Caos sulle autostrade: il Governatore Toti ha scritto a Ministero e Autostrade "Un tavolo di confronto entro 7 giorni"

"L'attuale situazione di disagi sta provocando un ingente danno all'immagine della Regione Liguria, già fortemente compromessa dal crollo del Ponte Morandi, vanificando gli sforzi (anche finanziari) compiuti in questi anni per promuovere l'immagine della Liguria in Italia e all'estero”.

Caos sulle autostrade: il Governatore Toti ha scritto a Ministero e Autostrade "Un tavolo di confronto entro 7 giorni"

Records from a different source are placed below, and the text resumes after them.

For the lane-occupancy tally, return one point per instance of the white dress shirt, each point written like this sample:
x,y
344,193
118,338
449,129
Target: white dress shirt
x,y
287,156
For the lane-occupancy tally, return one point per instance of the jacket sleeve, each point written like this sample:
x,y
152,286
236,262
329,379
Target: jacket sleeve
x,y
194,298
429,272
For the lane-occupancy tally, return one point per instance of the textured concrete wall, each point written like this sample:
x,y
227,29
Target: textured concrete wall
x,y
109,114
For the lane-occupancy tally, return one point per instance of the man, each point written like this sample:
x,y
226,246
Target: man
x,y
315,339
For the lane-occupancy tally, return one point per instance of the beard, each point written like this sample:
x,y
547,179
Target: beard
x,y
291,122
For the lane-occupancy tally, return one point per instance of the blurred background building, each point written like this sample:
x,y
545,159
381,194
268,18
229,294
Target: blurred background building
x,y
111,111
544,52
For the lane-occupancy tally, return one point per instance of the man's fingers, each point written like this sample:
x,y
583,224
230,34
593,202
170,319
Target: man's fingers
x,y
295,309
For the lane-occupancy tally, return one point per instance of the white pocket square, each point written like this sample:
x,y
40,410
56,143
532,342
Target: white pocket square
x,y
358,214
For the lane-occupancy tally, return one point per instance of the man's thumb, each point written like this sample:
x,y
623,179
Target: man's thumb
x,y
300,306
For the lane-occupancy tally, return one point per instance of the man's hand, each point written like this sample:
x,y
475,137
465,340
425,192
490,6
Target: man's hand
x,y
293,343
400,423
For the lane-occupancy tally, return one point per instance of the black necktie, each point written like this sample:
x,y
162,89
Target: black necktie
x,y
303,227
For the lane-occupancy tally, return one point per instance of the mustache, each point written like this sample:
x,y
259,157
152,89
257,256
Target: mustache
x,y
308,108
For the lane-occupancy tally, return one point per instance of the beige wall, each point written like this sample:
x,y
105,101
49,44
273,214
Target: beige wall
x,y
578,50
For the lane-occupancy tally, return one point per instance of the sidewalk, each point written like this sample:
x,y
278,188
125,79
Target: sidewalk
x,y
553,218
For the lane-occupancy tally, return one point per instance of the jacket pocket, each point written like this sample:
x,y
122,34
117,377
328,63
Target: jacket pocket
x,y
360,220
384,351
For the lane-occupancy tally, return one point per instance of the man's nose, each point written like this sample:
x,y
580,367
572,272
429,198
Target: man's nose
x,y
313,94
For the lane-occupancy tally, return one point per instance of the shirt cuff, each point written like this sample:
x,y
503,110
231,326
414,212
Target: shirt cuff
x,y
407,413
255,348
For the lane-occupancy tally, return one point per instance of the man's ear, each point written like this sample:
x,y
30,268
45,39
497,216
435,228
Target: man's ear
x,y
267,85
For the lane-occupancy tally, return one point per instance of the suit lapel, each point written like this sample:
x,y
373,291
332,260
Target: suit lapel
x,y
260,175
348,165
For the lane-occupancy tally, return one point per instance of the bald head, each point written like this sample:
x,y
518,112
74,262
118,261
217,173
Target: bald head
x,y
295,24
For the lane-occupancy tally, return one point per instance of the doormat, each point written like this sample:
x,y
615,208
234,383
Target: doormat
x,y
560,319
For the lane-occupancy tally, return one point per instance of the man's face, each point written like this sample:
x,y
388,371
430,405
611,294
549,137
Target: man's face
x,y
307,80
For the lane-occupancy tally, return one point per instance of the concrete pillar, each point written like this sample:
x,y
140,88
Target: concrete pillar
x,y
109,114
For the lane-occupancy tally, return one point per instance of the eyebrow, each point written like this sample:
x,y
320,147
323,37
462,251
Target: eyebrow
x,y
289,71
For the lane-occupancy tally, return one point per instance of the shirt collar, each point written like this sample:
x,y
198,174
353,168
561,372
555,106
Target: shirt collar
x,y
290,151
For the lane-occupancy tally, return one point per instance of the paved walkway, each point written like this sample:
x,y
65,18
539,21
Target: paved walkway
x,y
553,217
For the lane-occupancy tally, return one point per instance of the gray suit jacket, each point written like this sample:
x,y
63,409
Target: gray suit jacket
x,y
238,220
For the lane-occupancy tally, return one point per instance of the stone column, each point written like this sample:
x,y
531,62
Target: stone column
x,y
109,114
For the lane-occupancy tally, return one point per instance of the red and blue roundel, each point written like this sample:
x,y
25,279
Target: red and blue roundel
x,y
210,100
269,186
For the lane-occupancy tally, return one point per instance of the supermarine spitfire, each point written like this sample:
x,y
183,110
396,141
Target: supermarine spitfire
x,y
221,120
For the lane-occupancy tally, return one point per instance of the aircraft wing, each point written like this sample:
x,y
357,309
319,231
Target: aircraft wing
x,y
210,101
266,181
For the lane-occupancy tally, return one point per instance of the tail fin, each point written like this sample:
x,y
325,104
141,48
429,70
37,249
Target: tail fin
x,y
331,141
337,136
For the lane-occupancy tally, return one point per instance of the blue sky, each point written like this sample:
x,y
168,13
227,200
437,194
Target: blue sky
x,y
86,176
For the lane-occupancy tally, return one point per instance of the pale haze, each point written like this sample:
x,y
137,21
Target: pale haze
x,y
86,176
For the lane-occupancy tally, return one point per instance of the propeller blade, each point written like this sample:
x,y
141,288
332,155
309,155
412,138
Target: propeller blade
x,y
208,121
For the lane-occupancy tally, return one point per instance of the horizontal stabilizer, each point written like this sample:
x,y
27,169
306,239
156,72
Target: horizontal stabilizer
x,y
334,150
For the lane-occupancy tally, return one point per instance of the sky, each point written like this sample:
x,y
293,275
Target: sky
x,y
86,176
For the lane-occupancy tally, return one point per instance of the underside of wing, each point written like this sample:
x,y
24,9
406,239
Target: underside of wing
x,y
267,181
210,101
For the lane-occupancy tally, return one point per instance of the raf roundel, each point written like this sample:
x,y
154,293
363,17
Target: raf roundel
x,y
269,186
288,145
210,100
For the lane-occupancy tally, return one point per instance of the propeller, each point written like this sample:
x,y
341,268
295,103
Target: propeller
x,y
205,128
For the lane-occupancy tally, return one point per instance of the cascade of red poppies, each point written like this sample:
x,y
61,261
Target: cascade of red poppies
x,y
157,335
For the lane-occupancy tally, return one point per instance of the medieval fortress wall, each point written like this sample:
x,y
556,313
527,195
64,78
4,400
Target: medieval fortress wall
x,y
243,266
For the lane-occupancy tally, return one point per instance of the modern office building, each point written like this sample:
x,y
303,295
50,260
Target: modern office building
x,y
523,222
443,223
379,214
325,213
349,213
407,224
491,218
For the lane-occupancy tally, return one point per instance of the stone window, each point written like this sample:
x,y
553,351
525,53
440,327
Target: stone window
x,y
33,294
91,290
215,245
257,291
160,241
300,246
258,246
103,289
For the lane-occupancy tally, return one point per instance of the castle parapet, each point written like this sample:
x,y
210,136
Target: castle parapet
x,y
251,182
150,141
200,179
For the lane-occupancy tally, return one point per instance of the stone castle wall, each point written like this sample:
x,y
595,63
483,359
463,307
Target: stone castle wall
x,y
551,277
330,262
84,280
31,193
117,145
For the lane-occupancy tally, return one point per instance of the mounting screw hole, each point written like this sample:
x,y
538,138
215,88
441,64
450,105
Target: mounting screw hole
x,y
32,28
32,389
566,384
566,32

"Una delle peggiori giornate che la Liguria ha vissuto in queste settimane già difficili. Tutti si stanno rendendo conto della gravità della situazione sul nostro territorio, ad esclusione del Ministero delle infrastrutture e dei trasporti, accompagnato, e questa è una grande delusione, da alcuni gruppi di opposizione locali. Cosco lascerà il porto di Genova, gli autotrasportatori vogliono organizzare un blocco di protesta, terminalisti e spedizionieri minacciano cause, Camera di commercio e imprenditori chiedono un incontro urgente al Prefetto. In questa situazione così drammatica e complessa il Ministero delle infrastrutture e dei trasporti, oltre a non aver ottemperato a una nostra ordinanza (fatto che configura un reato penale) non ha dato segnali neppure oggi, in una giornata drammatica per il traffico e anche per la sicurezza, segnata da un grave incidente. Unico fatto positivo, Autostrade ha fatto sapere che l'intera rete ligure sarà gratuita. Un'iniziativa che non può minimamente compensare i danni economici che stiamo subendo e la mancanza di sicurezza. L'amministratore delegato di Aspi, Roberto Tomasi, si è detto disponibile a un tavolo per cambiare il piano di lavoro, ma dal Ministero, ancora una volta, non è arrivata alcuna risposta".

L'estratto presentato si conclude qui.